Mateus parece dar a resposta. Encontra-se no capítulo 2, versículo 6:

“E tu Belém, terra de Judá,
de modo algum és o menor entre os clãs de Judá,
pois de ti sairá um chefe
que apascentará Israel, o meu povo”.

O que fica claro, então, é que o autor de Mateus percebe a necessidade de ligar Jesus a Davi, até no ponto quando usa o verbo “apascentará”. Quem apascenta, apascenta rebanho de ovelhas. E quem faz isto é pastor. Davi era pastor. Na tradução grega desta mesma passagem, não há a palavra “apascentará”, usada habilmente pelo autor de Mateus. Depois de ter dito que o menino nasceu em Belém, Mateus precisa arranjar uma justificativa para ligar Jesus e seus pais a Nazaré, usando para tal a volta deles do Egito. E foi aí que surgiu outro erro bíblico. Ele evoca a profecia de profetas desconhecidos nas escrituras do Antigo Testamento para dizer, no capítulo 2, versículo 23:

“Ele será chamado Nazareu”
Não há qualquer profecia no Antigo Testamento que traga esta proposta. Ou seja, quem escreveu isto em Mateus deu um jeitinho para criar algo do nada. Além do mais “nazareu” e “nazareno” são palavras com significados bem distintos. A primeira diz de alguém que não corta os cabelos, não bebe vinho e vive como asceta, abstendo-se, inclusive, de sexo. Sansão é mencionado na Bíblia como um nazareu, porém só não cortou o cabelo, mas o resto ele fez tudo que tinha direito… Nazareno é de quem vem de Nazaré. Os dois evangelistas parecem saber que Jesus era de Nazaré. Tanto Jesus como seus amigos eram conhecidos como nazarenos. Não há, então, justificativa para chamá-lo “Nazareu” a não ser outra que deseja colocá-lo como divino, distante do mundo dos homens.
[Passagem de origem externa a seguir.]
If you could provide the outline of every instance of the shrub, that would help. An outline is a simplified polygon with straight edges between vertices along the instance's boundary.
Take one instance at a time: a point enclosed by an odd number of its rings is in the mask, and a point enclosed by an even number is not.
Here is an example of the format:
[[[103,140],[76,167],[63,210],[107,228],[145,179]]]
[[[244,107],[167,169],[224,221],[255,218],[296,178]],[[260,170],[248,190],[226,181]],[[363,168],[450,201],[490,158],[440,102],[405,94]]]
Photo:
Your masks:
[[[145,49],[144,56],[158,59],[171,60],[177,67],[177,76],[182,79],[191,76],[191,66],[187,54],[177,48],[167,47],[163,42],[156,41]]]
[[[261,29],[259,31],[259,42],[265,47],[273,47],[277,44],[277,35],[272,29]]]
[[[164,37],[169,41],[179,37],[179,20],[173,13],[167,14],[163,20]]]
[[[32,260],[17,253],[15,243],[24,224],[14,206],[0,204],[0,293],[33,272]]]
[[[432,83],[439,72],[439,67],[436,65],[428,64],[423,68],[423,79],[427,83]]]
E então por que Belém? Ao que parece está mais do que óbvio. É para validar o messianato de Jesus.

Mas pesquisar isto é importante por quê? – perguntam os cristãos.

É que, pensando direitinho, talvez isto explique o quanto houve manipulação e por onde a sua mensagem começou a ser adulterada para que ele fosse aceito como o Messias. Mas isto leva inevitavelmente a outra pergunta: se o Messias teria que ser de Belém, mas até agora nada prova que Jesus nasceu lá como pode ser ele o Messias? Sem esquecer das inúmeras características de uma personalidade bélica que um Messias deveria ter e que não se encontram em Jesus. (RANGEL, 2013).

Para os cristãos de “muita fé” isto não muda coisa alguma, não é mesmo? Então para que pesquisar? Por que proibir pessoas de falarem sobre isso? E por que temer alguma descoberta?

Talvez a resposta esteja em “se eu descobrir que tudo não passou de uma farsa o que farei com o que acredito?”. Outra resposta é mais grave para tal comportamento e seria esta: “como dominarei os que não pensam e assim estas pessoas deixarão de me reverenciar porque elas terão o conhecimento e eu não serei útil para mais nada…”

Será que a perversidade cristã chegaria a este ponto? Isto não poderia vir de cristãos, acho que não… Será?

BIBLIOGRAFIA

Bíblia de Jerusalém. São Paulo: Paulus, 2002

RANGEL, L.. Eu sou Yehoshú’a. Recife: Bom Livro, 2007

________, L. Por que Jesus? – Para Compreender a História de um Homem e seu Povo. Recife: Bom Livro, 2011.

________, L. Jesus Além da Crença. Recife: Bom Livro, 2013.